In December 2020, while addressing a gathering of Kshatriya Mahasabha Thakur made a controversial remark. She said that Brahmins don't feel bad when called Brahmin, so do Kshatriyas and Vaishyas. But Shudras do not like to be called as Shudra because of ignorance, they are "unable to understand".

===Advocacy of Cow Urine as COVID-19 Remedy (2021)===

During the COVID-19 pandemic in 2021, Thakur made public remarks addressing BJP party workers in Bhopal claiming that drinking cow urine helps infected people heal from the effects of the virus. "I consumed cow urine daily and it is a kind of acid which purifies my body. It also purifies the lungs and saves me from COVID-19 infection. I don’t take any medicine against corona but I am safe." The purported benefits of drinking cow urine have no scientific backing.

===Comments on the Karnataka Hijab Row (2022)===

During the 2022 Karnataka hijab row defending the ban on hijab, Thakur said that there is "no need to wear hijab anywhere" and that only those who are "not safe in their houses need to wear Hijab". She also said that there is no need to wear a hijab when in the company of the Hindu community, especially at educational institutions.

===Support for Nupur Sharma's derogatory remarks about Prophet Muhammad (2022)===

Thakur publicly expressed her support for BJP spokesperson Nupur Sharma after Sharma’s controversial remarks on Muhammad sparked nationwide protests and international condemnation. Thakur’s endorsement was seen as an attempt to align with hardline views within the party, further fuelling communal tensions.

=== Hate Speech and Call for Violence (2022) ===
In December 2022, while addressing a public gathering in Shivamogga, Karnataka, Thakur made remarks that were widely condemned as hate speech and incitement to violence. She urged Hindus to keep weapons at home and be prepared to respond to what she described as threats from the Muslim community. She stated: "Keep weapons in your homes. If nothing else, keep knives sharpened. At least you will be able to cut vegatables well, but when the time comes, it will be useful against our enemies too."

Her comments drew widespread criticism from opposition leaders and activists, who accused her of promoting communal hatred and encouraging vigilantism. Police complaints were filed against her in multiple states, while human rights organizations called for strict action.

===Disruption of SpiceJet Flight (2022)===

In December 2022, Thakur was involved in a controversy aboard a SpiceJet flight from Delhi to Bhopal. Thakur insisted on being provided the emergency exit seat despite being ineligible due to her use of a wheelchair, leading to a heated argument with airline staff. The dispute caused a delay of more than 45 minutes in the flight’s departure. Other passengers expressed frustration over the incident, and videos of the confrontation circulated on social media, drawing criticism of Thakur’s behaviour and misuse of her position as a Member of Parliament.

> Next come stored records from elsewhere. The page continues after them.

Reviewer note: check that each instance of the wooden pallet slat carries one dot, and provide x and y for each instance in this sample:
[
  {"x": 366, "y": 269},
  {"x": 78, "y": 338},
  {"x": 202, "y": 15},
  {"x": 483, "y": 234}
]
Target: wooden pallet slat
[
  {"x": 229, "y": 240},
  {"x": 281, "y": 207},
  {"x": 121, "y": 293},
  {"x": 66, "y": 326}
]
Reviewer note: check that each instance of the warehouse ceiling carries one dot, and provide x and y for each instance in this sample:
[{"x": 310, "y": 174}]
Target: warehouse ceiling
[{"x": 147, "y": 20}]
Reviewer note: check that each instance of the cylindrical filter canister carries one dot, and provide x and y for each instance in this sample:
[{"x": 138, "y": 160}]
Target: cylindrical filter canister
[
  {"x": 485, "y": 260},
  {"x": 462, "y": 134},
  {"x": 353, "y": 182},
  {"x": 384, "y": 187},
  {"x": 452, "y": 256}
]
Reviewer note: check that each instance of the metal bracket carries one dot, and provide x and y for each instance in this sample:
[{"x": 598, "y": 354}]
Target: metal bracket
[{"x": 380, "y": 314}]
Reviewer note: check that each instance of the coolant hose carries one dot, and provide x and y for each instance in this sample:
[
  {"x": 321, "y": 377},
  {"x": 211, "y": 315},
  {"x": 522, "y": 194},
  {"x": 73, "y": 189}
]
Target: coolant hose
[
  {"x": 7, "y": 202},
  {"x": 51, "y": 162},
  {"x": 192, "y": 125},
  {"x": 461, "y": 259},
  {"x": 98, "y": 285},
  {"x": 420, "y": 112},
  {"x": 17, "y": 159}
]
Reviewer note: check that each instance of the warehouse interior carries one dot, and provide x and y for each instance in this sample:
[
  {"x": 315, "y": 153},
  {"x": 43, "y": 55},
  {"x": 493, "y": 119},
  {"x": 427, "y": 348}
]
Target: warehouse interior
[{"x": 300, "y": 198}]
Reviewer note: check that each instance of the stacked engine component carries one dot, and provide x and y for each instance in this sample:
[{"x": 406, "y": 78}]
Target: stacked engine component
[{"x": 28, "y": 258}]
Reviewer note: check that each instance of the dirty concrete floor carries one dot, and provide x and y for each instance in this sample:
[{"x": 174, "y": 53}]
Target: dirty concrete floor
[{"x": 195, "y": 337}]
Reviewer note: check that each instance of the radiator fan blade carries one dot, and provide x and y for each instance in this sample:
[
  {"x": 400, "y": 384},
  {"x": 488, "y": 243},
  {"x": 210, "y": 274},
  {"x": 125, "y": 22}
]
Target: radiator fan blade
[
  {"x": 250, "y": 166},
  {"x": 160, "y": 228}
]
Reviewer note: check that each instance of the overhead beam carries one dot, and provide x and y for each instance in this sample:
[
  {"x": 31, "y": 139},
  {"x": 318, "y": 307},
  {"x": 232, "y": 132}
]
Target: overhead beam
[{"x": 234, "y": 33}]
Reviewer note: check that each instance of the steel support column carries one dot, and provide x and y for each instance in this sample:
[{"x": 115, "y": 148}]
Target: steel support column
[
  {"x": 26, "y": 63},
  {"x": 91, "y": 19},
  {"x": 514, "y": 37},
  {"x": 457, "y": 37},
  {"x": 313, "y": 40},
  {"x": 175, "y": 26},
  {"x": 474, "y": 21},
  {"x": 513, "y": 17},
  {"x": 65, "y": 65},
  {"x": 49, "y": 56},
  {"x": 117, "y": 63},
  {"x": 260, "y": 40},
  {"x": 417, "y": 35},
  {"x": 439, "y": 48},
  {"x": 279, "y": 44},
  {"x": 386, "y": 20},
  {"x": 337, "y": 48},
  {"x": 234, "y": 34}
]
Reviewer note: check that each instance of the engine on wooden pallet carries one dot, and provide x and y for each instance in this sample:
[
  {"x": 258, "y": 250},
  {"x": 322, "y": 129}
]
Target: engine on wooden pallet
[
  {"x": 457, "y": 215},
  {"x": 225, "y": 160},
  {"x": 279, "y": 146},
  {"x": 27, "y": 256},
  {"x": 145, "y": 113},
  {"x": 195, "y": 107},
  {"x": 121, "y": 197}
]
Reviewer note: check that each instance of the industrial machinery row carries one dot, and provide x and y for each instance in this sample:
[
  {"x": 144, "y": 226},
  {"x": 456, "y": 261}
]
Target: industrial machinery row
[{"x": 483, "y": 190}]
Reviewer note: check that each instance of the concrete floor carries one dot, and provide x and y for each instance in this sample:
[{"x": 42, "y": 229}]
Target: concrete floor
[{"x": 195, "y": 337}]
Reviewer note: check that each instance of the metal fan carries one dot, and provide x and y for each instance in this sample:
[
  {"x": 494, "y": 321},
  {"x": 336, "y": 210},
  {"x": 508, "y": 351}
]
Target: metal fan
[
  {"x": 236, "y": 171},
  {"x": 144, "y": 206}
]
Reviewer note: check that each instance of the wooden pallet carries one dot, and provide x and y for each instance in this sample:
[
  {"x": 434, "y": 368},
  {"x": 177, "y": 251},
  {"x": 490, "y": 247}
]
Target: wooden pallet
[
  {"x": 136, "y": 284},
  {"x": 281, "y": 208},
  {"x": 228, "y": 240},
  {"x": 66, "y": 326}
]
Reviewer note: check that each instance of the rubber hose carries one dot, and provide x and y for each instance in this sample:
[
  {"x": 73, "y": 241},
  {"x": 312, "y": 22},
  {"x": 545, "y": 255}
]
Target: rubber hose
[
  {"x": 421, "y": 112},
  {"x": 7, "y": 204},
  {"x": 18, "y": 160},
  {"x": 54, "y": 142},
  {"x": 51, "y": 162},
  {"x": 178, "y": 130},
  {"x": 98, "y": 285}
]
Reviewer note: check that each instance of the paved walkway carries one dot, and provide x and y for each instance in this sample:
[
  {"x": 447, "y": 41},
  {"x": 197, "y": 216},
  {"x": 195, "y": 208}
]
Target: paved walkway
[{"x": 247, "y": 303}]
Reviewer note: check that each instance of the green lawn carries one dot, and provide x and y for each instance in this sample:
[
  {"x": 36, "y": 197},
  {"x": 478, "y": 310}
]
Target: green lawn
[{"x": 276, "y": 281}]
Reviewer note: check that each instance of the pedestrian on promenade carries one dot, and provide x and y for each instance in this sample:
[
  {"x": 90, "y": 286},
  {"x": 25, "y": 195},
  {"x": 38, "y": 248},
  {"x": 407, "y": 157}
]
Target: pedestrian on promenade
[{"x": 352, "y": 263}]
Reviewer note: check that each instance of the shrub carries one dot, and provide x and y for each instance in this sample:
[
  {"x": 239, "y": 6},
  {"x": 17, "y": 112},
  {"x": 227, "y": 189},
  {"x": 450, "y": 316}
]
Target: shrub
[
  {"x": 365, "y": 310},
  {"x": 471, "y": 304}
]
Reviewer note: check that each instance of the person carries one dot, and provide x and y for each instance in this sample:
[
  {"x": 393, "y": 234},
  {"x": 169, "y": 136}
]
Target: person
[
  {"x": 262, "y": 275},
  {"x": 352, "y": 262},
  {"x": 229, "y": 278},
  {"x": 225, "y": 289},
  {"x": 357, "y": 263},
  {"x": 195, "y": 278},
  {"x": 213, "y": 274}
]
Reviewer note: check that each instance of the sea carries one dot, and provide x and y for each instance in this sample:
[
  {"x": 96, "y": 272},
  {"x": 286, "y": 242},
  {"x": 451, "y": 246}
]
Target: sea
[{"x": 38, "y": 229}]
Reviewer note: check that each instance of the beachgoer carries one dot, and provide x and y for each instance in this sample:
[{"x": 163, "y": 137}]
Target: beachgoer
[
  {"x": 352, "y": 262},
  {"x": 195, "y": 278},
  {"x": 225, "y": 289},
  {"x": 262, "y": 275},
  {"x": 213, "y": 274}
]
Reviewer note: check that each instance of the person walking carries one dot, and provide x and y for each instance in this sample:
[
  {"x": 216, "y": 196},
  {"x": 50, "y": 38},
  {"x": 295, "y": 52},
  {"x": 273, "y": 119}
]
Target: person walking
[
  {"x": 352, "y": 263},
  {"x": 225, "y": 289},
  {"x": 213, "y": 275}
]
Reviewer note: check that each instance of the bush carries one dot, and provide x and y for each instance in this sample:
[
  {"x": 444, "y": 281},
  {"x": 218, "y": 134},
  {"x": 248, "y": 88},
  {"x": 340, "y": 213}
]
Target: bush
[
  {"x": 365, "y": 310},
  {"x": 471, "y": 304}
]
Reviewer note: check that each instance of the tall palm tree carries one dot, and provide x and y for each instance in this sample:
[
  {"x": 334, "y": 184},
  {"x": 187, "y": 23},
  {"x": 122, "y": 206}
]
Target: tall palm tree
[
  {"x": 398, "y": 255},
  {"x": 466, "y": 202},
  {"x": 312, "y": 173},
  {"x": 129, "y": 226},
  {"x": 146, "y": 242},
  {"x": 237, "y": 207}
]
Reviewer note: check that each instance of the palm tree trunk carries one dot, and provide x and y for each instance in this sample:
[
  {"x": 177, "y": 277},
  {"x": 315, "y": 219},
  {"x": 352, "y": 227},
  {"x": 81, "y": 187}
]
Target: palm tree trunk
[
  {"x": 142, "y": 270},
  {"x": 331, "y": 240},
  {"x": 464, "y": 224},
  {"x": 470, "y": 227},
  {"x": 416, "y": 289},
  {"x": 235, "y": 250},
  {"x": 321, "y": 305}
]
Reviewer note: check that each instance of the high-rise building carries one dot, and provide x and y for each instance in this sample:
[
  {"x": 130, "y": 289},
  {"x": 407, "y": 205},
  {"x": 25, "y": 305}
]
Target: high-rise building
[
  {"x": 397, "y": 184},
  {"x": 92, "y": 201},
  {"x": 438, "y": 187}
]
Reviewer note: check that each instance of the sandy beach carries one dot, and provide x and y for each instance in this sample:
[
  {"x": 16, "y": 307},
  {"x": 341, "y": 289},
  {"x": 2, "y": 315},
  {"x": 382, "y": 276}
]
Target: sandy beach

=== Call for Violence against non-Hindu merchants near Temples (2025) ===
In September 2025, Thakur made a controversial speech at a Vishwa Hindu Parishad (VHP) event in Bhopal in which she urged Hindu devotees to form "monitoring groups" around temples. She specified that if any "Vidharmi" (term referring to non-Hindus) was found selling prasad near temples, they should first be "thrashed black and blue" and then handed over to police. She called for a wider boycott of non-Hindus for odd jobs like driving and electrical work. She also reiterated earlier calls to keep weapons in homes, saying that families should keep sharp tools ready to defend themselves. She reportedly said: "If the enemy crosses the threshold of your home, cut them in half".